Orthodoxy in the World: Key Practices (C)

This is the 14th blog in this introductory series to the Orthodox Faith.  The First blog is Orthodoxy in the World & Light to the World.   The previous blog is Orthodoxy in the World:  Key Practices (B).

In worship we also encounter beauty, which as Orthodox Christian Fyodor Dostoyevsky wrote, will save the world.   Beauty saves the world because it overcomes humanity’s tendency to rely on its own rationality and reason.  Beauty speaks to humanity of  a different logic which exists in the universe which is quite beyond human understanding.   Everything in creation is not just practical and utilitarian.    Beauty speaks of mystery, and the person who experiences beauty is the person capable of also realizing this non-human, non-rational view of the universe.   Beauty and mystery speak to us of God.

            To help overcome the human reliance on their own intelligence and rationality (in effect to acknowledge the existence of reason and being greater than humanity), scripture (God’s Word) and tradition are given to humanity.  Those who accept these guiding forces in the world constitute the Church.     Tradition thus becomes an important means for humans to escape the trap and limits of their own time and place by offering a “timeless” wisdom and understanding which has come down to us through time but which are not limited by the contemporary or the “now.” 

            For contemporary people whose lives are governed by the newest and latest discovery or idea, and who live by a creed of pragmatism and individualism (in other words, whose lives are totally governed by Enlightenment ideals), it might be hard to understand why anyone would be concerned about any kind of tradition.    One can gain some glimpse of how powerful tradition can be in people’s lives (for good or ill) by watching  the movie, THE FIDDLER ON THE ROOF, or the Israeli movie, USHPIZIN.  For indeed in Orthodoxy there is a tendency to want to allow tradition to guide all things in the life of the Church.   Tradition can serve as a liberating release from the imprisonment to self and one’s own logic which can be created by extreme individualism and enslaving oneself to contemporary culture.

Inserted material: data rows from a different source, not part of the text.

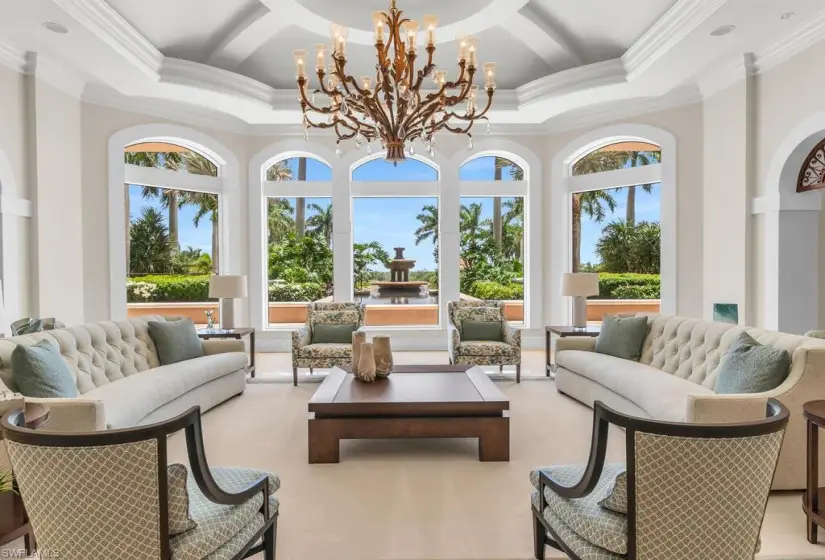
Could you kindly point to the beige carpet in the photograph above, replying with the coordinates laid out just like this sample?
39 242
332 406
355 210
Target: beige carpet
423 499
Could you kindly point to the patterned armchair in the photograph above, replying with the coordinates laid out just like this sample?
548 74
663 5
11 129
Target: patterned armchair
502 353
306 354
110 494
689 491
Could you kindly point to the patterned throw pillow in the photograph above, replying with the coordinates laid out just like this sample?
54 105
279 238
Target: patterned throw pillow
622 337
180 520
616 499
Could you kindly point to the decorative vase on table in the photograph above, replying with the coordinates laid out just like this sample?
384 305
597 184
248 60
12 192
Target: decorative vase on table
366 363
383 355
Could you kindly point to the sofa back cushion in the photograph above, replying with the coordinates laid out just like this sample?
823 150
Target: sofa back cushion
97 353
692 348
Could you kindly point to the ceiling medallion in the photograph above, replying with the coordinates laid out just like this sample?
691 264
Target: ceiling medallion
812 174
391 108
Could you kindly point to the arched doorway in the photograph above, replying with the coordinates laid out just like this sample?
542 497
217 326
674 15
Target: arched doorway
788 223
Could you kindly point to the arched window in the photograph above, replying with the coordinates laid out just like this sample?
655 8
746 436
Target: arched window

            In the modern world, the Orthodox  struggle greatly with the ideals of the Enlightenment and its focus on the individual human.   Orthodoxy certainly suspects the over emphasis on individualism in modern Western life leads to further human separation, isolation and alienation, all aspects of the fallen world, and all in opposition to the ideal of love.     Extreme individualism is seen as being related to the death of the human who is by nature a relational being.     Dostoyevsky’s story “The Onion” is an example of an extremely self-centered woman who not wanting others to be saved chooses to stay in hell rather than allow her salvation to also be the salvation of others.  For Orthodoxy, individualism is often seen as the very cause of Eve and Adam’s sin.   Individualism, when combined with the human’s reliance on their own rationality, is seen as the cause of so much of the world’s suffering.   The Orthodox worldview assumes there is a good and right, and also an evil and wrong way of doing things.   Love is what makes the good.  We are created to be relational beings, not isolated individuals.

In the same way that the sin of Adam and Eve affected all of humanity, so too the salvation in Christ is done for all the world.  There is no salvation which is purely individualistic; we are saved in communion with Christ and as part of the world which God so loves and transfigures in Christ.  Salvation does not consist in escaping this world and other people, but in being part of the world which is transfigured by Christ.